Entre discours sur la "modernisation" et crise néo-libérale, les villes sont prises dans un mouvement de transformation travaillé par tous les enjeux idéologiques, économiques et politiques liés aux questions de restructuration, réaménagement, requalification, réhabilitation, rénovation, métropolisation etc. Le territoire à transformer est remodelé, remodélisé. Il est alors nécessaire de construire des systèmes de présentation de la nouvelle ville en devenir. Un nouveau récit imaginaire de la ville (story-telling institutionnel) est mis en forme pour rendre acceptable la transfiguration des espaces urbains. Mais les aspects les plus ténus, les plus ordinaires de perceptions vécues, les expériences sensibles de la ville dont on sait qu’elles organisent les modes de représentations des espaces urbains, échappent aux aménageurs, par le simple fait que leur production d'images, de récits et de documents n'est qu'un pré-texte, une histoire écrite avant qu'elle ne s'accomplisse, une fiction dont les représentations (images, maquettes, plans) proposent une anticipation avant que les aménagements ne soient réalisés.
Il y a donc une "archéologie du présent" des formes sensibles des espaces urbains à conduire.
Six villes ont été photographiées, de la mégalopole (Shangaï, Beijin) à la métropole (Saint-Etienne, Tallinn), ainsi qu'une ville moyenne (Nevers) et une commune de 7000 habitants (Péage-de-Roussillon), en privilégiant souvent les territoires à la marge (périphéries, zones péri-urbaines, zones rurales en phase d'urbanisation) qui, parce qu'ils se trouvent à l'orée des villes, posent le problème des limites et des frontières des villes. Ils sont rarement considérés comme des lieux d’expériences de mode de vie et des lieux porteurs d’expérience esthétique du sensible des villes. Pourtant ces situations spatiales sans territorialisation, ces "zones de friction" sont les lieux d’une expérience phénoménologique urbaine non normée. Ce sont des champs de possible à travailler avant qu’ils ne disparaissent dans les systèmes urbains contemporains en cours d’actualisation.

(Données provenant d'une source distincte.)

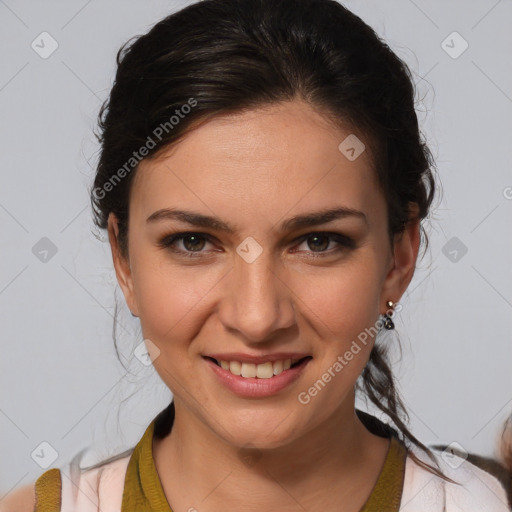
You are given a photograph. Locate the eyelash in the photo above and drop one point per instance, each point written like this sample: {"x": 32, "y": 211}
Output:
{"x": 344, "y": 242}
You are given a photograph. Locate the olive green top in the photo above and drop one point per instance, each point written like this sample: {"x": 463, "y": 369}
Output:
{"x": 143, "y": 490}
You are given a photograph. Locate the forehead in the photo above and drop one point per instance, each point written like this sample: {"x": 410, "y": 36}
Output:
{"x": 271, "y": 159}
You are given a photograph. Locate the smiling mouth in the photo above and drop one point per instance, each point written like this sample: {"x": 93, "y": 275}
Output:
{"x": 261, "y": 371}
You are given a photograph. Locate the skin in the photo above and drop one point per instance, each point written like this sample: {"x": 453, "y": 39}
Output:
{"x": 254, "y": 170}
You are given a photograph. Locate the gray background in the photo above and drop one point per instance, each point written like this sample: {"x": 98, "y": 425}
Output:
{"x": 60, "y": 379}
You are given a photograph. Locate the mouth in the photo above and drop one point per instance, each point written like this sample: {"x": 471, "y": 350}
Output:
{"x": 265, "y": 370}
{"x": 257, "y": 381}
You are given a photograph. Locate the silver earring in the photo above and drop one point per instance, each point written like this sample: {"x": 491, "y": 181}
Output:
{"x": 388, "y": 323}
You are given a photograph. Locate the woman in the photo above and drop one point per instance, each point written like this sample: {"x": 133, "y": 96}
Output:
{"x": 263, "y": 180}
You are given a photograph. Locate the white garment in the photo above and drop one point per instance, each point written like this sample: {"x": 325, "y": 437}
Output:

En France, un grand nombre de villes de taille moyenne sont des laissées pour compte des transformations urbaines, sinon lorsqu’elles entrent en réseau avec les grands centres urbains.
Est-ce à dire qu’il ne s’y passe et ne s’y joue rien ?
Si l’on pense que la modernisation urbaine passe par un changement permanent, la réponse à cette question serait affirmative. Oui les villes moyennes telles que Nevers sont tenues volontairement à la marge d’une certaine forme de développement.
Si l’on pense à partir de la perception sensible et esthétique, par contre, il s’y joue des spécificités déjà rencontrées dans d’autres villes.
L'image photographique permet de faire varier le statut des prélèvements : parfois pur enregistrement (document), parfois interprétation du réel (documentaire), parfois perception esthétique (image relevant de l’art), parfois historisation (monument). L'absence d'itinéraire préconçu (de cheminement) lors de la prise de vues permet une réceptivité plus forte aux rencontres visuelles et aux expériences sensibles du territoire. Rien ne vient prédéterminer la vision ni lui donner une orientation ou une signification. Il s’agit de partir à la cueillette des images de la ville, en variant les modes de transport, marche, vélo, train, voiture.
Ce regard "neutre" ou candide, même si au fur et à mesure de la découverte et des parcours une conception du territoire se dégage, s'est transformé par le jeu des associations dans et entre les séries en un récit singulier et assurément subjectif, le texte d'un photographe sur une expérience du chaos.
Les prises de vues ont été réalisées dans le cadre du programme de recherche "Documenter, fictionner un territoire" du laboratoire IRD (Image, Récit, Document) de l'E.S.A.D.S.E.